Se não, como se explica que a maior parte dos vínculos precários em Portugal correspondam a funções
permanentes? Aliás, que a maior parte dos vínculos precários sejam até transgressões à lei, em relação às
quais o Governo fecha os olhos escandalosamente? O trabalhador temporário que está no call center, a
funcionária da escola que está com contrato emprego-inserção, o professor a recibo verde, o estagiário numa
caixa de supermercado, ocupam necessidades permanentes. Na maior parte dos casos, não são as tarefas
que fazem que são temporárias, é o vínculo e é o contrato.
Nos últimos quatro anos, as políticas promovidas pelo Governo, políticas recessivas, não aumentaram
apenas o desemprego, tornaram também os desempregados mais desprotegidos e continuaram a tratá-los
como delinquentes que têm de se apresentar de 15 em 15 dias numa junta.
Mas além do desemprego, o que aconteceu foi uma verdadeira degradação do trabalho.
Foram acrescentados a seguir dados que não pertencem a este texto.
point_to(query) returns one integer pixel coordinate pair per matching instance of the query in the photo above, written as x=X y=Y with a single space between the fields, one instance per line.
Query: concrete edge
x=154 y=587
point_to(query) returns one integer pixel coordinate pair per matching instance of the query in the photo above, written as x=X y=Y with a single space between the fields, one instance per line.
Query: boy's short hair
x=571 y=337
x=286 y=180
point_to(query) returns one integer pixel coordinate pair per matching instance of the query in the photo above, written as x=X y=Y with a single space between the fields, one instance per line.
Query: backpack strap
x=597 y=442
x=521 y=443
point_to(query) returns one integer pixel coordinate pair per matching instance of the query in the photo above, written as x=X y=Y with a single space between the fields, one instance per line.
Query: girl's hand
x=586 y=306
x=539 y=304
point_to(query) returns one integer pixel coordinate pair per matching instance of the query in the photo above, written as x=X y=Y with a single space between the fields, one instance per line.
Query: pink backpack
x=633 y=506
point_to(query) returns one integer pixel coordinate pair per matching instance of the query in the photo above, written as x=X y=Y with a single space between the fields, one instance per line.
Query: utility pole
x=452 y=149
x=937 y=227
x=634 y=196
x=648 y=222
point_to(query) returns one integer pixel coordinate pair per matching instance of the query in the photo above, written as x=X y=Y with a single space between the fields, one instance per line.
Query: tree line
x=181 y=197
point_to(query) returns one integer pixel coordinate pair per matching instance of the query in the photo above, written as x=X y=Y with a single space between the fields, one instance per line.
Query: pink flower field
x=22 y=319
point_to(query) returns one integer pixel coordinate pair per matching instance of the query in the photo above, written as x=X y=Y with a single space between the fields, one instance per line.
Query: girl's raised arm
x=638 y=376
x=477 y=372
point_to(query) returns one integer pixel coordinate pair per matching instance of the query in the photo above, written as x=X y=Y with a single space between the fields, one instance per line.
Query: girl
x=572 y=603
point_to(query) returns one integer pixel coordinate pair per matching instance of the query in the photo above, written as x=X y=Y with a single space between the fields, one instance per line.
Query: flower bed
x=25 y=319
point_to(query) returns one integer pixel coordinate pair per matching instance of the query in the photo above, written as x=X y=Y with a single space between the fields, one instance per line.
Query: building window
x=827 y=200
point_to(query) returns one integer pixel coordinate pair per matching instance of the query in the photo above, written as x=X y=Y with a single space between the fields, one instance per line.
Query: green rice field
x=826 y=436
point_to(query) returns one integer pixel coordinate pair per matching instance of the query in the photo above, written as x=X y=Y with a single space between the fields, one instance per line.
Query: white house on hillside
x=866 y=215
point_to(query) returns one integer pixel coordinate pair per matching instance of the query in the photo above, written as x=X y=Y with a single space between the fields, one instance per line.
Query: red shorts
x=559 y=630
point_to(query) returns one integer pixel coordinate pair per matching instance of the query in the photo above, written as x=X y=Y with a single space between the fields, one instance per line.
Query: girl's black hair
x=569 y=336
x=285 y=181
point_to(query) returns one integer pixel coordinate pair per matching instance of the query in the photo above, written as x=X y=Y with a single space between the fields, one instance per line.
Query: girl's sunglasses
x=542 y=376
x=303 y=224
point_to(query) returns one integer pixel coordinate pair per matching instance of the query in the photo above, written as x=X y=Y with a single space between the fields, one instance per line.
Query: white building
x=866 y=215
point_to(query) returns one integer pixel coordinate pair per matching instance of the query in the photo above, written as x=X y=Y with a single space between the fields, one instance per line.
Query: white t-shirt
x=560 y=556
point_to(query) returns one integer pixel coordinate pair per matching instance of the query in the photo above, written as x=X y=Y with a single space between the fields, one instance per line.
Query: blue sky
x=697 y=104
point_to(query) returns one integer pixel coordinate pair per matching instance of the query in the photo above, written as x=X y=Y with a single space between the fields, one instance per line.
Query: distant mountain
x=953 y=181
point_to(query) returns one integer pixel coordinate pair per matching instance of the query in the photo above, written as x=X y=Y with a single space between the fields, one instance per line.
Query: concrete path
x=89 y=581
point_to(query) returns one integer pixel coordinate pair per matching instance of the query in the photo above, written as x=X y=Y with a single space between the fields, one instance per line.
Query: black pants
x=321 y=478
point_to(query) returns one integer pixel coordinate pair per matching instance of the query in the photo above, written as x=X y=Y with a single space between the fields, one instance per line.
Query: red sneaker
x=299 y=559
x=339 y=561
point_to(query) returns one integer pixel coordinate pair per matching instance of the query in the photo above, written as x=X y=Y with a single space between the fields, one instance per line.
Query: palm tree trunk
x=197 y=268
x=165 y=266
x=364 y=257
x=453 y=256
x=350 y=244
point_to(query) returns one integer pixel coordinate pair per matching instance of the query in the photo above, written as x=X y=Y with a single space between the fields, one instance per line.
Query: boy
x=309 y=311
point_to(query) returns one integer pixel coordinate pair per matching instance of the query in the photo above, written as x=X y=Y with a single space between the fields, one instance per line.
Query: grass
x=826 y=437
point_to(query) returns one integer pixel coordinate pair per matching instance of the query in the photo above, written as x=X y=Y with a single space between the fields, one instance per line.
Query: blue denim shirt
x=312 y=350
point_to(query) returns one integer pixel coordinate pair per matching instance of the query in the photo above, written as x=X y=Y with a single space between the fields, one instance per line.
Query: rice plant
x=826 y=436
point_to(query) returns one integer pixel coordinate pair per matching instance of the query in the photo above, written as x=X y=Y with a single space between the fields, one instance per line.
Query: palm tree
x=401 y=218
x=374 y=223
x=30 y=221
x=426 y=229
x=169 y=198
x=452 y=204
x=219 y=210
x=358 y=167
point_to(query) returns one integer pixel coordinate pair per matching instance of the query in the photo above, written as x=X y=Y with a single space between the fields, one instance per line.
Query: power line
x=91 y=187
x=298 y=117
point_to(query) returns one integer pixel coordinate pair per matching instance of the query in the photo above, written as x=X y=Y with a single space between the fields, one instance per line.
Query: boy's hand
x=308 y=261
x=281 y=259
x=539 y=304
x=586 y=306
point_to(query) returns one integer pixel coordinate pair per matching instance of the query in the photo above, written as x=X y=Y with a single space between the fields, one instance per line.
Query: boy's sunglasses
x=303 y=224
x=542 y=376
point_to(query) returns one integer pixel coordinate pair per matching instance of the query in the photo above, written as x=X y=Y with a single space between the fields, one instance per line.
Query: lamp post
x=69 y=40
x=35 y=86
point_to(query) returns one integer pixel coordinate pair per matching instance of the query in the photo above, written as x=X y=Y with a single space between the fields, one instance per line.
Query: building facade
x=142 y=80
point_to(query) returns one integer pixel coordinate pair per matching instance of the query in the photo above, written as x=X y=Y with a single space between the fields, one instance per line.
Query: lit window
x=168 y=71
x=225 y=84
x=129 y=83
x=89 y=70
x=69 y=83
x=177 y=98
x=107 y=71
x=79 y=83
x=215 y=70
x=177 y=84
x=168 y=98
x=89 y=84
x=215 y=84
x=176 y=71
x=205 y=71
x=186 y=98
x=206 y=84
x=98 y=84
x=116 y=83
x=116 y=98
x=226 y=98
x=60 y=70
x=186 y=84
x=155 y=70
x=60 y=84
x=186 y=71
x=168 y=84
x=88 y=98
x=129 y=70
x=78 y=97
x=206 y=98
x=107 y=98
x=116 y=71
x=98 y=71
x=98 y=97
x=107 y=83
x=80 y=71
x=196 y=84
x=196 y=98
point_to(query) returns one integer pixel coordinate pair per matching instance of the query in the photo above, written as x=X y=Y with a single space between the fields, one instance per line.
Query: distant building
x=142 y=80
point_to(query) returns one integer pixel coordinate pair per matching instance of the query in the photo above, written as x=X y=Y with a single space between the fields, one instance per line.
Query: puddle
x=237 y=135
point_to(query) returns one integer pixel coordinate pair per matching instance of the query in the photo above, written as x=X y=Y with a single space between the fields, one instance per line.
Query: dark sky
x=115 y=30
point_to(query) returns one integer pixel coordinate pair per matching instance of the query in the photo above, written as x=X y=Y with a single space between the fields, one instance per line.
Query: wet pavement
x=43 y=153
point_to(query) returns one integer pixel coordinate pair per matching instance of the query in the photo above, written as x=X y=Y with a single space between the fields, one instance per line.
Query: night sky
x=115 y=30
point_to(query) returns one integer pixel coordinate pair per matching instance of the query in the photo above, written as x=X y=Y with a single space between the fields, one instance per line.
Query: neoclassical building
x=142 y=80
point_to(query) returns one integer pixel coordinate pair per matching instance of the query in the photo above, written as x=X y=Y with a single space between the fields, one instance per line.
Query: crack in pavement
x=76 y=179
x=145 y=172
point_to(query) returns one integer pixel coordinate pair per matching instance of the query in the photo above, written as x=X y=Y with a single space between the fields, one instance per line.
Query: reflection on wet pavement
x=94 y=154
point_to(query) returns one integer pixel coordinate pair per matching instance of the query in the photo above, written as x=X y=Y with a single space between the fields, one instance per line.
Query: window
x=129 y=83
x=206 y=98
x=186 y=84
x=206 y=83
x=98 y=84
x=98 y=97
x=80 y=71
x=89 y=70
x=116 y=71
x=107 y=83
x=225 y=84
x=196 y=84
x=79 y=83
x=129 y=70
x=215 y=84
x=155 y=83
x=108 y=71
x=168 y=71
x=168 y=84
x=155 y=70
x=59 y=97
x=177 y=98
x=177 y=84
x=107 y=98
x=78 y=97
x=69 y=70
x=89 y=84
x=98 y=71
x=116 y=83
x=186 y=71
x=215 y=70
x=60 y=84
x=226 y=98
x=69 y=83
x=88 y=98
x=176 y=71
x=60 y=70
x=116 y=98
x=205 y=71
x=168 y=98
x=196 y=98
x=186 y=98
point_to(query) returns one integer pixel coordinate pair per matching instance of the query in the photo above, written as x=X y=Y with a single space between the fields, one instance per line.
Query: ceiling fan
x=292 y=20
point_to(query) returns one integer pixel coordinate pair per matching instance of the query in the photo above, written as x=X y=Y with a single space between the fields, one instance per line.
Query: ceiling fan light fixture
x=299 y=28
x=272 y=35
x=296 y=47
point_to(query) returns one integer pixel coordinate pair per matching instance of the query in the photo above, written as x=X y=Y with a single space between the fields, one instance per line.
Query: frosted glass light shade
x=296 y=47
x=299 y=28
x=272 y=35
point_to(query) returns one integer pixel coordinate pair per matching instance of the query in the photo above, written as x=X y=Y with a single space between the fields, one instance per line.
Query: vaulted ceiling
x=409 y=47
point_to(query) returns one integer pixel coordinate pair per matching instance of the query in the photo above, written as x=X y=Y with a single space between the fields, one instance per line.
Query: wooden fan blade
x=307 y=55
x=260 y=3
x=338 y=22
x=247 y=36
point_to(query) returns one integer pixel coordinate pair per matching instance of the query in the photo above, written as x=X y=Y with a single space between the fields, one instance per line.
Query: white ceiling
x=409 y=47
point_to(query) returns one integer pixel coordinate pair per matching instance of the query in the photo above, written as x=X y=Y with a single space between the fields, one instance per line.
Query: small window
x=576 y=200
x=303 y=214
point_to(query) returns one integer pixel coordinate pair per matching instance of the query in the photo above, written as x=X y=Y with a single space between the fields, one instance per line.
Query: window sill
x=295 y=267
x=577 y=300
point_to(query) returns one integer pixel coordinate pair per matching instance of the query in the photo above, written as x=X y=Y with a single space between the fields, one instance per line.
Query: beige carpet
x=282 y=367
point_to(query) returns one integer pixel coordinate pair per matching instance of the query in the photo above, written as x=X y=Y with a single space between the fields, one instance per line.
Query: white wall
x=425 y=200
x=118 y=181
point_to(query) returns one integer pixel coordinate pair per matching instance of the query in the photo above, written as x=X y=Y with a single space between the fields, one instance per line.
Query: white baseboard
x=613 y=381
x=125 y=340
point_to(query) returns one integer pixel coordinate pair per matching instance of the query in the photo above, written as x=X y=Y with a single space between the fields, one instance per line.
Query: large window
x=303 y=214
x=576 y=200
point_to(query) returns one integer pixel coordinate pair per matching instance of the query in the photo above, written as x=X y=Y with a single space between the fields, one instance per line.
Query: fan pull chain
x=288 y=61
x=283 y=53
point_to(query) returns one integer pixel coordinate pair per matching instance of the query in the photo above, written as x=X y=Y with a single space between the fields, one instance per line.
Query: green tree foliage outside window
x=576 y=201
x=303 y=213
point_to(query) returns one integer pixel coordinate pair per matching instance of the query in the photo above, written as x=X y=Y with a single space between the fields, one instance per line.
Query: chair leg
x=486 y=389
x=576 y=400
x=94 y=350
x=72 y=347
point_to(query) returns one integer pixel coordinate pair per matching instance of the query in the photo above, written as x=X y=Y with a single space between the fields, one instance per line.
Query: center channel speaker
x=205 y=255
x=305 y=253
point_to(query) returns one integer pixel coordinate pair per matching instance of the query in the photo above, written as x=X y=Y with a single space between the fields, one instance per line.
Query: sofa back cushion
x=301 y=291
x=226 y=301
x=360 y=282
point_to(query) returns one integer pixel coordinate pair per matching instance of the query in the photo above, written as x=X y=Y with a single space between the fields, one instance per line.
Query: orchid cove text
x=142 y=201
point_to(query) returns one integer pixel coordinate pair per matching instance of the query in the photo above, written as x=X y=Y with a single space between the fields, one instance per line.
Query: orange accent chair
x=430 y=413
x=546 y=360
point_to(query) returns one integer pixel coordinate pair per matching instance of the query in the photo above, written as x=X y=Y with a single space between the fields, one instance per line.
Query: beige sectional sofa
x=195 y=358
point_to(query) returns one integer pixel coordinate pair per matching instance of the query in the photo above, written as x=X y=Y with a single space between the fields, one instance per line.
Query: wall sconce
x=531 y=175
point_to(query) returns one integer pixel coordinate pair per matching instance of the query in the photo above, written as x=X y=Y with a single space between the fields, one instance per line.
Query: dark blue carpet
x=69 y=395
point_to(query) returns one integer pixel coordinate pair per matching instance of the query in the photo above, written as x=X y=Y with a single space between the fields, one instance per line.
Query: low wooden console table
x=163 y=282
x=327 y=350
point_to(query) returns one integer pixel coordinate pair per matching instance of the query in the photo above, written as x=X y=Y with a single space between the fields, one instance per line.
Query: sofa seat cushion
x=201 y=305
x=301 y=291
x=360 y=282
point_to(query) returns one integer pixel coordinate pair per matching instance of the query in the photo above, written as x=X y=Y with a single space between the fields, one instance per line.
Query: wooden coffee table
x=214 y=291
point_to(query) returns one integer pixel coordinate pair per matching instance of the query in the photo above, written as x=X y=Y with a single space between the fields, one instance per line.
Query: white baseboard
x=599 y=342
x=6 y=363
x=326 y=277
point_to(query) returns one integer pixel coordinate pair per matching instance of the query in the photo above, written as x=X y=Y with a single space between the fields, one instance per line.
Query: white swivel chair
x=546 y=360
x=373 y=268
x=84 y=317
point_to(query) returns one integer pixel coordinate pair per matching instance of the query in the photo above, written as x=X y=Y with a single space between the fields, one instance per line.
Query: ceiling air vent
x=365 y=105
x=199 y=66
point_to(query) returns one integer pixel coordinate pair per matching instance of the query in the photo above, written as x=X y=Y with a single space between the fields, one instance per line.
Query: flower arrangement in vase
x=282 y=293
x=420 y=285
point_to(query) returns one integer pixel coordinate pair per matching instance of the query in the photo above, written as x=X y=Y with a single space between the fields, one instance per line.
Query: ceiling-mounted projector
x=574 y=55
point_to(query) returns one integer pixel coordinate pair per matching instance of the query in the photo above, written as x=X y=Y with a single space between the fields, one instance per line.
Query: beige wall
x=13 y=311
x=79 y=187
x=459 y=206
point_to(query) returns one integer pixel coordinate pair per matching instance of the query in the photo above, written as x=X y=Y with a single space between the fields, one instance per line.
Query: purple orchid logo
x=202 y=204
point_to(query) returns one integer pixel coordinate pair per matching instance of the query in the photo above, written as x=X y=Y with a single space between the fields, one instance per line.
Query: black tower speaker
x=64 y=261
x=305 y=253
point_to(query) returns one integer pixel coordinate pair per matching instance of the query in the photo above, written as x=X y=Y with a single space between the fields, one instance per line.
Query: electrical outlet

Exemplos que constam do site do IEFP: um operário em Mangualde, a trabalhar para uma ETT (empresa
de trabalho temporário) que o aluga para que ele esteja, na verdade, a trabalhar para uma empresa de
componentes de automóveis, e ganha 372,48 € de salário mensal, o que, com os subsídios, perfaz 491 €; um
engenheiro de construção de edifícios, a trabalhar oito horas por dia, com salário base de 300 € por mês; um
professor do ensino básico, do 2.º e 3.º ciclo, oito horas por dia, com salário base de 505 € por mês.
Este é o estado do mercado de trabalho hoje. É uma vergonha e não dá para viver.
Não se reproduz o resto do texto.